Our findings suggest that young patients with POF can experience unpredictable and intermittent spontaneous follicular development, ovulation, and even natural pregnancy. Clinicians should provide appropriate medical guidance and individualized treatments according to fertility requirements, genetic risks and hypoestrogenic symptoms as soon as possible.

Key Words: Premature ovarian failure, Follicular development, Natural pregnancy, Artificial cycle, Case report

Core Tip: Three cases (29, 22, and 33 years of age) diagnosed with premature ovarian failure after experiencing secondary amenorrhea for more than one year, serum follicle-stimulating hormone levels > 40 IU/L. During the discontinuation period of artificial cycle, three patients experienced unpredictable and intermittent spontaneous follicle development, ovulation, and even natural pregnancy.



INTRODUCTION

Premature ovarian failure (POF) refers to ovarian failure prior to the age of 40 years and represents a heterogeneous gynecological and endocrine disease with multiple causes.

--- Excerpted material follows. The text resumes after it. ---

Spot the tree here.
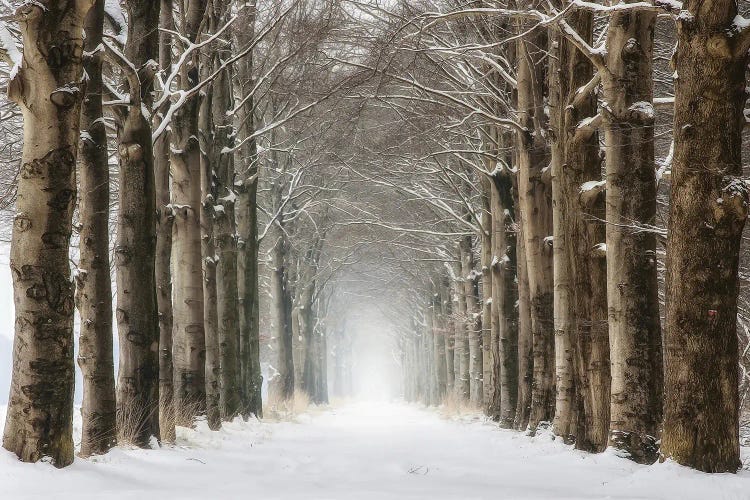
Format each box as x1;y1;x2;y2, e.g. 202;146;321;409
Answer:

The clinical manifestations of POF are amenorrhea, high levels of gonadotropin (Gn), and symptoms associated with low estradiol (E2) levels, including hot flushes, sweating, vaginal dryness, and infertility[1]. The global incidence of POF is 1%–5% and affects approximately 2 million women of reproductive age[2]. The known causes of POF include genetic, immune, infection, metabolic, environmental, and psychological factors; enzyme deficiencies, and iatrogenic injury. However, 50%–90% of patients experience POF with an unknown etiology which is referred to as idiopathic POF[3]. Unlike physiological menopause, which occurs within a predictable age range, approximately one-third of women with secondary POF have dormant follicles[4]. Furthermore, under stimulation by high levels of follicle-stimulating hormone (FSH), patients can experience intermittent follicular development, E2 secretion, and even ovulation. Intermittent spontaneous ovulation is known to occur in women with both regular (> 33%) and irregular menstruation; this can increase the risk of osteoporosis and cerebrovascular disease[5]. Compared with primary amenorrhea, POF patients with secondary amenorrhea are more likely to experience intermittent spontaneous ovulation; this can be predicted by the analysis of FSH, E2 and inhibin B levels rather than the levels of anti-Mullerian hormone (AMH)[6].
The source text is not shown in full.